Strong isolation is also valuable for reliability and security. Applications that previously ran together on one machine can now be separated on different virtual machines. If one application experiences a fault, the other applications are isolated from this occurrence and will not be affected. Further, if a virtual machine is compromised, the incident is contained to only that compromised virtual machine.

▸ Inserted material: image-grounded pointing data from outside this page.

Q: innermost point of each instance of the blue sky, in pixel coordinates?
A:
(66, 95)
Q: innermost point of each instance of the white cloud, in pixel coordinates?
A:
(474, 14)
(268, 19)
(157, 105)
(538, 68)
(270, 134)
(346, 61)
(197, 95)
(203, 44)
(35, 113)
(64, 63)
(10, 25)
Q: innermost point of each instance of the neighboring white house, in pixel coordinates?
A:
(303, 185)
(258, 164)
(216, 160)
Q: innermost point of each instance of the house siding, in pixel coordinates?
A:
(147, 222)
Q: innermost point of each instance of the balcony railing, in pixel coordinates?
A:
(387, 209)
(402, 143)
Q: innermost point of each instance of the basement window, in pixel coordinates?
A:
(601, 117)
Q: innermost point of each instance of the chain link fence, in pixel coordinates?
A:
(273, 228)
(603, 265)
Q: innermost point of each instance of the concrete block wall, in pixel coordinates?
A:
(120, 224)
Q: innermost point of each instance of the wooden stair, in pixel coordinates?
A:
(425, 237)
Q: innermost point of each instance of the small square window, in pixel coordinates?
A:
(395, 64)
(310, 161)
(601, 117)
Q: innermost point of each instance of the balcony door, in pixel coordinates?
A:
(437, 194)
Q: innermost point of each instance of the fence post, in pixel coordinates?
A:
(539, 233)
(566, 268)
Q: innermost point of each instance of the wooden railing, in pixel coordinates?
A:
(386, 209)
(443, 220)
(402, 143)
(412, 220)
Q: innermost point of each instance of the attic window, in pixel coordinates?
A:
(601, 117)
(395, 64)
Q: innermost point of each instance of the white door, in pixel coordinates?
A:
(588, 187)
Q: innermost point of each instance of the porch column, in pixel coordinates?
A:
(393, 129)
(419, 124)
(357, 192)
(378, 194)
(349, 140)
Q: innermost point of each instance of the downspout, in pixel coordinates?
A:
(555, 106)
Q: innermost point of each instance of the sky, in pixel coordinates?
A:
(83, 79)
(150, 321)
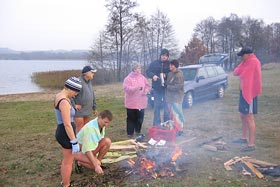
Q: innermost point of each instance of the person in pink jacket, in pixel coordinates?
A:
(249, 71)
(136, 87)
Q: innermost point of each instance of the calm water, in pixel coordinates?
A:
(16, 74)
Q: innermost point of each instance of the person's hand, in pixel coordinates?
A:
(78, 107)
(75, 146)
(98, 170)
(95, 112)
(155, 78)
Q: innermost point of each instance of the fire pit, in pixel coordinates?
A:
(155, 162)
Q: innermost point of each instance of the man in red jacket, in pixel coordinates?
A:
(249, 71)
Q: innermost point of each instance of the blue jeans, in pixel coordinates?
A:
(159, 103)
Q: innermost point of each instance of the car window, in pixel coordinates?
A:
(189, 73)
(220, 70)
(202, 72)
(211, 72)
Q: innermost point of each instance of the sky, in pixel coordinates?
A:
(29, 25)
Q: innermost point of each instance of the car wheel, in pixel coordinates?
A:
(220, 92)
(188, 100)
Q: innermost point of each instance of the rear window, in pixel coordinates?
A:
(211, 72)
(189, 73)
(220, 70)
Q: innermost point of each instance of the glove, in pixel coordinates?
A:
(75, 146)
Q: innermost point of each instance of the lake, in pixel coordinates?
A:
(16, 74)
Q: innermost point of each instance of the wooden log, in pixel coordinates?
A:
(234, 160)
(122, 147)
(227, 167)
(253, 169)
(259, 162)
(112, 160)
(210, 148)
(186, 141)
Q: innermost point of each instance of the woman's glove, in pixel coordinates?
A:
(75, 146)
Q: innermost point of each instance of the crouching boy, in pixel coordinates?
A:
(94, 145)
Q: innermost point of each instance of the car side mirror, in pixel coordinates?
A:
(199, 78)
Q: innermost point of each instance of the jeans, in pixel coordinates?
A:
(134, 120)
(159, 103)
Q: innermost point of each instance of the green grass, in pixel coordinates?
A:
(30, 156)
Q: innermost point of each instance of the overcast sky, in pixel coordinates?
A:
(74, 24)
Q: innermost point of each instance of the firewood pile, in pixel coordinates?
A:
(145, 160)
(155, 162)
(253, 167)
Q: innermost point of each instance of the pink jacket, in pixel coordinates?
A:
(135, 98)
(250, 77)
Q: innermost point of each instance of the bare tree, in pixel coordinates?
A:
(193, 51)
(206, 31)
(120, 26)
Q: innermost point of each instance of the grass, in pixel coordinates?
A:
(30, 156)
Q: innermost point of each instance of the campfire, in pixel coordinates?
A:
(155, 162)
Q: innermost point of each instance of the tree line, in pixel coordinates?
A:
(129, 37)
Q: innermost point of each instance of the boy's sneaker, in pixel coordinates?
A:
(78, 168)
(248, 148)
(240, 141)
(130, 136)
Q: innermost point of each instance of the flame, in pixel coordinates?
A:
(131, 162)
(177, 152)
(147, 164)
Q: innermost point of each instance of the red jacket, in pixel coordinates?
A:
(250, 75)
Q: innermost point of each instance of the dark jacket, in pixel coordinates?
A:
(155, 68)
(175, 87)
(86, 98)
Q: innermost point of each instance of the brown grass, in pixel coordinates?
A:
(34, 156)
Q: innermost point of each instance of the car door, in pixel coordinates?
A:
(201, 84)
(213, 80)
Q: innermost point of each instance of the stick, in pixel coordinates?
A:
(209, 141)
(253, 169)
(186, 141)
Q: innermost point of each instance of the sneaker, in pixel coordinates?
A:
(78, 168)
(61, 184)
(240, 141)
(130, 136)
(248, 148)
(140, 138)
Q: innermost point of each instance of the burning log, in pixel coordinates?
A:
(152, 163)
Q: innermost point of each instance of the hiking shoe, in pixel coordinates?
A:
(78, 168)
(240, 141)
(248, 148)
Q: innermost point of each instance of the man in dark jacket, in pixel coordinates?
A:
(84, 102)
(158, 71)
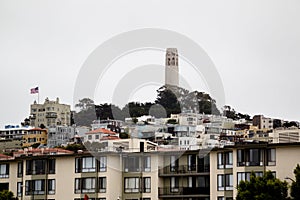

Resource Virtualization to Enable Interoperability

The hypervisor provides a layer between software environments and physical hardware that has the following characteristics:

• Programmable and transparent to the software above it

• Makes efficient use of the hardware below it

Virtualization provides a way to bypass interoperability constraints. Virtualizing a system or component such as a processor, memory, or an I/O device at a given abstraction level maps its interface and visible resources onto the interface and resources of an underlying, possibly different, real system. Consequently, the real system appears as a different virtual system or even as multiple virtual systems.